The list of invariants on the table. Each invarint is a tuple of strings. The first string is the field path and the second is the SQL of the invariant.

from_arrow staticmethod

from_arrow(type: ArrowSchemaExportable) -> Schema

Create a Schema from a schema that implements Arrow C Data Interface.

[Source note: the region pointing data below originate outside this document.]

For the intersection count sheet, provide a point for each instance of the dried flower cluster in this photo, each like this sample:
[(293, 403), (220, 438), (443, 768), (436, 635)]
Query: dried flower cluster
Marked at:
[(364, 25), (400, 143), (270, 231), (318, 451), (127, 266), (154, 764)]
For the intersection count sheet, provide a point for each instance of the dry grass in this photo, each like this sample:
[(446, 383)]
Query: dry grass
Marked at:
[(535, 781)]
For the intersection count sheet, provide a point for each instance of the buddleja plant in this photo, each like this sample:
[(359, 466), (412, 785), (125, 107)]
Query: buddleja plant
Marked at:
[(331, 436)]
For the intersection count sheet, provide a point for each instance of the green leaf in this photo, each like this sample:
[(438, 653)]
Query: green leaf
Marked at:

Will raise TypeError if one of the Arrow type is not a primitive type.

Parameters:

Name Type Description Default
type ArrowSchemaExportable

an object that is ArrowSchemaExportable

required

Returns:

Type Description
Schema

a Schema

from_json staticmethod

from_json(json: str) -> Schema

Create a new Schema from a JSON string.

Parameters:

Name Type Description Default
json str

a JSON string

required
Example

A schema has the same JSON format as a StructType.

Schema.from_json('''{
    "type": "struct",
    "fields": [{"name": "x", "type": "integer", "nullable": true, "metadata": {}}]
    }
)'''
# Returns Schema([Field(x, PrimitiveType("integer"), nullable=True)])

to_arrow

to_arrow(as_large_types: bool = False) -> ArrowSchema

Return equivalent arro3 schema

Parameters:

Name Type Description Default
as_large_types bool

get schema with all variable size types (list, binary, string) as large variants (with int64 indices). This is for compatibility with systems like Polars that only support the large versions of Arrow types.

False

Returns:

Type Description
Schema

an arro3 Schema

to_json

to_json() -> str

Get the JSON string representation of the Schema.

Returns:

Type Description
str

a JSON string

Example

A schema has the same JSON format as a StructType.

Schema([Field("x", "integer")]).to_json()
# Returns '{"type":"struct","fields":[{"name":"x","type":"integer","nullable":true,"metadata":{}}]}'

deltalake.Field

Field(name: str, type: DataType, *, nullable: bool = True, metadata: dict[str, Any] | None = None)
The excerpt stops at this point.